Eine Weise der Bereitung
Für Übende auf dem Weg der Zen-Kontemplation möchte Ostern nicht nur ein Kalendertag mit einigen Besonderheiten sein. Nachdem ich gestern die Bilder aus Japan sah, die wohl jeder nur mit Entsetzen sehen konnte, habe ich mich gefragt, was diese Schreckens-Szenarien für uns bedeuten. Als ich so auch einige Zen-Lehrer fragte, bekam ich den Impuls, mich 30 Minuten auf mein Kissen zu setzen. Danach hatte ich das Gefühl: Das war das Beste, das ich auf diese Frage hin tun konnte. Und ich fragte mich, ob dies nicht meine beste Bereitung auf Ostern sein könnte, mich mit dieser Frage zu setzen.
Und meine Antwort?
Keine Antwort, aber die Gewissheit, dass es nicht um eine Antwort geht, sondern darum, dass mir diese Frage, dieses Weltereignis, zu meiner Frage werde, dass ich dieses Ereignis ein Ereignis in mirwerden lasse.
Was bedeutet dieses Ereignis für mich?
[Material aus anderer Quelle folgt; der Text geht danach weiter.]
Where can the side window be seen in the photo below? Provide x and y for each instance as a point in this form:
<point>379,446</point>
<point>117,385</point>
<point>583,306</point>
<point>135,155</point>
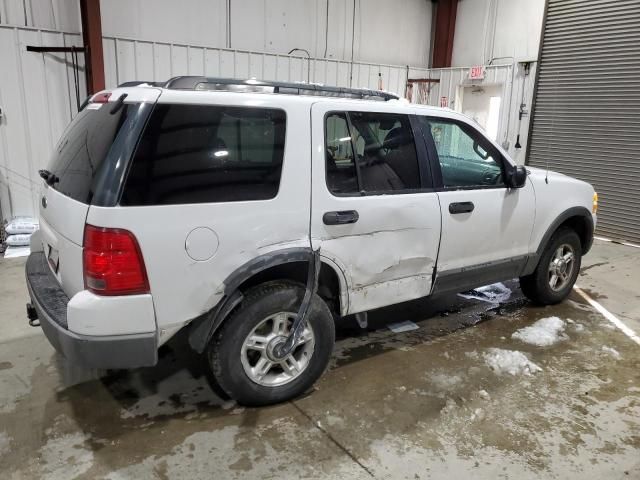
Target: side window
<point>204,154</point>
<point>466,158</point>
<point>385,158</point>
<point>342,177</point>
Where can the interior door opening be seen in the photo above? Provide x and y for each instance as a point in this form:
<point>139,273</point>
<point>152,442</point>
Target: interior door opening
<point>483,104</point>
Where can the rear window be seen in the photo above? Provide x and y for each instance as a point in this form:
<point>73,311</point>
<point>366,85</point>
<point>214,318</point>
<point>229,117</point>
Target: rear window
<point>203,154</point>
<point>92,137</point>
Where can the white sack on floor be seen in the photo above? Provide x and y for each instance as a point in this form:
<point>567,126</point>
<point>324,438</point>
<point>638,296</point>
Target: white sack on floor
<point>22,240</point>
<point>22,225</point>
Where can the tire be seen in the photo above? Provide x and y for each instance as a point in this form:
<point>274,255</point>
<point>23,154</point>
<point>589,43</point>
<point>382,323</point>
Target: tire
<point>233,359</point>
<point>538,286</point>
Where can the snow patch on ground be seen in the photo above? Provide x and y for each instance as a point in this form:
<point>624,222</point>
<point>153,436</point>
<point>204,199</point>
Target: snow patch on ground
<point>494,293</point>
<point>543,333</point>
<point>612,351</point>
<point>509,361</point>
<point>445,382</point>
<point>5,441</point>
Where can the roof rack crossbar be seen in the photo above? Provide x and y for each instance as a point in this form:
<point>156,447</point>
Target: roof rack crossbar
<point>291,88</point>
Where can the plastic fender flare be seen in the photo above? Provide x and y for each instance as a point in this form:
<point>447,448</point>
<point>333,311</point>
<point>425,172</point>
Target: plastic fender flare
<point>583,212</point>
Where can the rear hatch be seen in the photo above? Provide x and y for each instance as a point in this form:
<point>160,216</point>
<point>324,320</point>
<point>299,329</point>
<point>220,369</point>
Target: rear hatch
<point>87,168</point>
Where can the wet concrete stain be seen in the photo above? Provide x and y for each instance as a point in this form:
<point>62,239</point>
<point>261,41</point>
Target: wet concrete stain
<point>414,405</point>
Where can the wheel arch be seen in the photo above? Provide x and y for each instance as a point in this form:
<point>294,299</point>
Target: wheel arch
<point>287,264</point>
<point>577,218</point>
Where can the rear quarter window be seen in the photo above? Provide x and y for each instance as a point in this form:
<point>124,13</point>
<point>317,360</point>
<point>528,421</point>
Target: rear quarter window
<point>205,154</point>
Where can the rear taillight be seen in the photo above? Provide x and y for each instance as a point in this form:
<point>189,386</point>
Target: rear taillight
<point>100,97</point>
<point>113,263</point>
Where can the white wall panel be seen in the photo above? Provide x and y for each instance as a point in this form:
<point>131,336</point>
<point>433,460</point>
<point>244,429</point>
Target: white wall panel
<point>37,97</point>
<point>128,60</point>
<point>386,31</point>
<point>487,29</point>
<point>63,15</point>
<point>516,87</point>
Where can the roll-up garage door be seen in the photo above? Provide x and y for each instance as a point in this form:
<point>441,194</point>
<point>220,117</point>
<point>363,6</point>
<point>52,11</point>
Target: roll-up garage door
<point>586,115</point>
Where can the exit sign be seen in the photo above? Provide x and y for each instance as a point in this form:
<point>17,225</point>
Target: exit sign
<point>477,72</point>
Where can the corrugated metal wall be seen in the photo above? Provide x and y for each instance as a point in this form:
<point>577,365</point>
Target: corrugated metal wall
<point>586,121</point>
<point>38,100</point>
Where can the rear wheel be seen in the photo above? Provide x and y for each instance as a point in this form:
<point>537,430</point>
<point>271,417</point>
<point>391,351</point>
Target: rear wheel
<point>557,271</point>
<point>241,354</point>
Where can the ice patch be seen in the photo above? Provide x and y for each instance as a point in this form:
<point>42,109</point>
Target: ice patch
<point>445,382</point>
<point>543,333</point>
<point>509,361</point>
<point>494,293</point>
<point>401,327</point>
<point>612,351</point>
<point>66,456</point>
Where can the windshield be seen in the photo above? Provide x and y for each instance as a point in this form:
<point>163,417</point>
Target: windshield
<point>92,137</point>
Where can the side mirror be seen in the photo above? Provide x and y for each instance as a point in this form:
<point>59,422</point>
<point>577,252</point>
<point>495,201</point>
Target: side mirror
<point>517,177</point>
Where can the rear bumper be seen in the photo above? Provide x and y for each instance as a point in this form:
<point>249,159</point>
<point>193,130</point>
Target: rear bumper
<point>91,351</point>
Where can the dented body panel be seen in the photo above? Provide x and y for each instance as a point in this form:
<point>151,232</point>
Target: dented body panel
<point>400,246</point>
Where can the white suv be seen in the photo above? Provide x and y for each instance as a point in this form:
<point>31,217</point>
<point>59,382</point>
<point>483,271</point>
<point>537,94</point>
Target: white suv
<point>256,214</point>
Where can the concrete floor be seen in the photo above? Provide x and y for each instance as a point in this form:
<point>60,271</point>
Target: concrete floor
<point>421,404</point>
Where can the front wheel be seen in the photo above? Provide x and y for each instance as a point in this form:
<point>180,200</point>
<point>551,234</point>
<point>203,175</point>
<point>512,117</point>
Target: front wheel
<point>556,273</point>
<point>241,353</point>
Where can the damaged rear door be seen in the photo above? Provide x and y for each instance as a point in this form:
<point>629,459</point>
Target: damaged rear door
<point>374,211</point>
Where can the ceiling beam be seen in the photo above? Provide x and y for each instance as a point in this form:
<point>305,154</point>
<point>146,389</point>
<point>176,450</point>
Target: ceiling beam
<point>92,38</point>
<point>445,26</point>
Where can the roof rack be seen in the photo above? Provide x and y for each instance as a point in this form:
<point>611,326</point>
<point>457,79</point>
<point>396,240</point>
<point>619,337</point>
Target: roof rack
<point>289,88</point>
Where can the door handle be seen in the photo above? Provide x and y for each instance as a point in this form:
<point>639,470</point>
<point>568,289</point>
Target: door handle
<point>461,207</point>
<point>340,218</point>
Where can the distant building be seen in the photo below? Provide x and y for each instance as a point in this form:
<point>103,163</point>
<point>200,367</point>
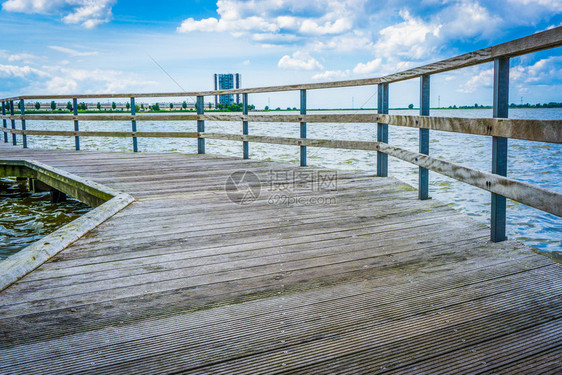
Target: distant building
<point>227,82</point>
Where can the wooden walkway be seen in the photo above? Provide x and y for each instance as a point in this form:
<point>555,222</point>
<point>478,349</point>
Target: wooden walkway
<point>185,281</point>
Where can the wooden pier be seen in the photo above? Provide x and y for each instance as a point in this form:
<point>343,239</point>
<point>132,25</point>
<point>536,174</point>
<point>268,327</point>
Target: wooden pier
<point>184,280</point>
<point>206,264</point>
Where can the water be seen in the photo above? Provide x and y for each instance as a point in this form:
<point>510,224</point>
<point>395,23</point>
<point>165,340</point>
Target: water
<point>26,217</point>
<point>533,162</point>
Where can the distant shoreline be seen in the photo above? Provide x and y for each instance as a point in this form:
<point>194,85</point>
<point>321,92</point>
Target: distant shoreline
<point>64,111</point>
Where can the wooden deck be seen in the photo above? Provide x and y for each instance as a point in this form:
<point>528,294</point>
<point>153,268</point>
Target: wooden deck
<point>185,281</point>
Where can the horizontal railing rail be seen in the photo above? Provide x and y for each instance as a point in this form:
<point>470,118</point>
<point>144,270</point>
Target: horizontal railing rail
<point>532,43</point>
<point>529,130</point>
<point>499,128</point>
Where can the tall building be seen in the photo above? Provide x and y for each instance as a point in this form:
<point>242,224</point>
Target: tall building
<point>227,82</point>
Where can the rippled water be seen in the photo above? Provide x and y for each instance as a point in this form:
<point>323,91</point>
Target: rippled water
<point>26,217</point>
<point>533,162</point>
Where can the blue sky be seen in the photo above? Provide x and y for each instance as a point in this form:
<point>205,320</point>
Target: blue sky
<point>97,46</point>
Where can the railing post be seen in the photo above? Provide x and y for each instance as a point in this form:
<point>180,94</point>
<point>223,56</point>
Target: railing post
<point>14,140</point>
<point>423,177</point>
<point>303,127</point>
<point>22,111</point>
<point>76,125</point>
<point>382,130</point>
<point>245,147</point>
<point>4,122</point>
<point>200,124</point>
<point>134,125</point>
<point>499,146</point>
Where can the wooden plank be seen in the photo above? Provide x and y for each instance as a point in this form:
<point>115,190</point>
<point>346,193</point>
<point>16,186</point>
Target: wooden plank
<point>543,199</point>
<point>540,41</point>
<point>178,283</point>
<point>532,130</point>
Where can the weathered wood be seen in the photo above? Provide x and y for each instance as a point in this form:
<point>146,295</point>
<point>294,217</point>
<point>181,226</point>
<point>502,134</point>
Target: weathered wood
<point>67,133</point>
<point>499,147</point>
<point>33,256</point>
<point>177,283</point>
<point>303,127</point>
<point>537,197</point>
<point>532,43</point>
<point>423,174</point>
<point>76,123</point>
<point>532,130</point>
Für uns hier in 12 000 km Entfernung von dem Kraftwerk Fukushima I, von der Stadt Sendai und einem Land mit einem Alltag voller existentieller Unsicherheiten und diesen ungeheuren Verlusterlebnissen? Eine Prophetie?
Es kann gewiss nicht dies sein, dass mich diese Frage in einen Sog der Depression hinein reißen soll. Sog, ein gutes Wort! Ein Sog zu meinem Wahren Wesen!
Ein erstaunliches Wort von Benedikt XVI. heißt: “Wir müssen uns bekehren zu unserer Identität.” Wenn ich eins bin mit meinem Wahren Wesen sind die Dinge, wie sie sind. Ich leide an den Dingen, aber ich muss nicht verzweifeln. Ich bin hilflos, aber die Weise meiner Hilflosigkeit bleibt nicht ohne Wirkung. In der Wirklichkeit meines Wahren Wesens gelten andere Gesetze der Kommunikation. Wenn ich mich bekehre zu meiner Identität, werde ich auf andere Weise getröstet und auch selbst befähigt, in anderer Weise und immer zu trösten.
Und es kann auch dies sein: Die Ereignisse in Japan können einem Menschen in gewisser Situation nicht das Schwerste sein. Es kann auch sein, dass jemandem eine gebrochene Beziehung in diesen Tagen zu einem leidvolleren Erlebnis wird als das Leiden von Millionen. Oder der gefährdete oder verlorene Arbeitsplatz zu einer drängenderen Frage als Szenarien des Schreckens irgendwo.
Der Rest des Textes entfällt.